Finding your way to the offices, the collections and the archive is challenging. For us, employees, but especially for the visitors coming from the outside. They ask, they call, they get lost. All the time. Every morning, when I start working, I park the car, pass through a secondary entrance and walk along an incredibly long corridor, stepping on yellow and burgundy linoleum. Tip after tap, tap after tip. So little natural light is coming in, and this makes me suffer – this makes everyone suffer, I guess. Particularly if we are talking about an architectural structure located in a place so up north, where one needs to see and enjoy the light as long as there is some.
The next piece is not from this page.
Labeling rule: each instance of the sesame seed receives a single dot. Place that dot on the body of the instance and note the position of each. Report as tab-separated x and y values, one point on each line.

Even the weakest ray.
I consider this peculiar building, with its multitude of identities, as a metaphor for Norrbotten, the place where I have been living for almost four years now. A region that is so beautiful and yet so dramatically full of contradictions. A wild territory where nature is predominant but also intensively exploited by humans and companies. Where cities are moving (or have been moved, according to the point of view) and historical buildings are being demolished – everything changes, but at the same time, nothing changes. Welcome to the place where the population is diminishing but somehow new buildings are designed, planned, built, day after day. Minute after minute.
This is the area where minorities and majorities live together, side by side, enriching the local culture and its way of being. But then, what is “minor” and what is “major”? Is quantity making the difference here? Who has the right to decide where the border between them is?
You, I, every one of us could read this through the lines of the landscape. Through the pages of nature, retouched, rewritten and modified by humans. Natural and artificial, wild and domesticated, trained. Erected and destroyed. You, I, every one of us could read this through the lens of art.